\section{Introduction}\label{sec:intro}
% \hp{Expand the outline of the abstract here with references, details. Tell a story. Especially, we need to elaborate point 3), explain the \textbf{difference}: how the problem is fundamentally/mathematically different than previous problems, and what are the new \textbf{challenges}, and then what is our key \textbf{technique} to address that challenge.} 


Many real-world problems such as optimal auction~\citep{myerson1981optimal,cole2014sample} and security games~\citep{tambe2011security} can be modeled as a hierarchical game, where the two levels of players have asymmetric roles and can be partitioned into a \textit{leader} who first takes an action and a \textit{follower} who responds to the leader's action. This class of games is called Stackelberg or leader-follower games~\citep{stackelberg1934marktform,sherali1983stackelberg}. General-sum Stackelberg games~\citep{roughgarden2010algorithmic} are a class of Stackelberg games where the sum of the leader's and follower's rewards is not necessarily zero. They have broad implications in many other real-world problems such as taxation policy making~\citep{zheng2020ai}, automated mechanism design~\citep{conitzer2002complexity}, reward shaping~\citep{leibo2017multi}, security games~\citep{gan2018stackelberg,blum2014learning}, anti-poaching~\citep{fang2015security}, and autonomous driving~\citep{shalev2016safe}. %For example, in optimal auction~\citep{myerson1981optimal,cole2014sample}, the leader is the seller who has an auction strategy (e.g., second price auction with a reservation price) for its product, the followers are the buyers who then bid the product with different prices.
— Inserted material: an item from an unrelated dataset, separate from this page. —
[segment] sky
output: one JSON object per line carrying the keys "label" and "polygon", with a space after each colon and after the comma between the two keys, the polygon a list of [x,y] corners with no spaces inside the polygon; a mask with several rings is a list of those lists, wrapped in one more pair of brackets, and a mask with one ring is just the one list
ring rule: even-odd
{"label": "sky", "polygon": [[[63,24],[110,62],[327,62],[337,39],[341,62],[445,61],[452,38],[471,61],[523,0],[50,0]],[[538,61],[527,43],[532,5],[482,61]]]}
We focus on the setting of a pure strategy in repeated general-sum Stackelberg games follows that of~\citet{bai2021sample},
% We study an online learning problem in repeated general-sum Stackelberg games, 
where players act in an \textit{online}, \textit{decentralized}, and \textit{strategic} manner. \textit{Online} means that the players learn on the go as opposed to learning in batches, where regret is usually used as the learning objective. \textit{Decentralized} means that there is no central controller, and each player acts independently. \textit{Strategic} means that the players are self-interested and aim at maximizing their own utility. Moreover, we take a \textit{learning} perspective, meaning that the players learn from (noisy) samples by playing the game repeatedly. A comparable framework has been investigated in numerous related studies~\citep{kao2022decentralized}, finding widespread applications in diverse real-world scenarios, such as addressing the optimal taxation problem in the AI Economist~\citep{zheng2020ai} and optimizing auction procedures~\citep{amin2013learning}.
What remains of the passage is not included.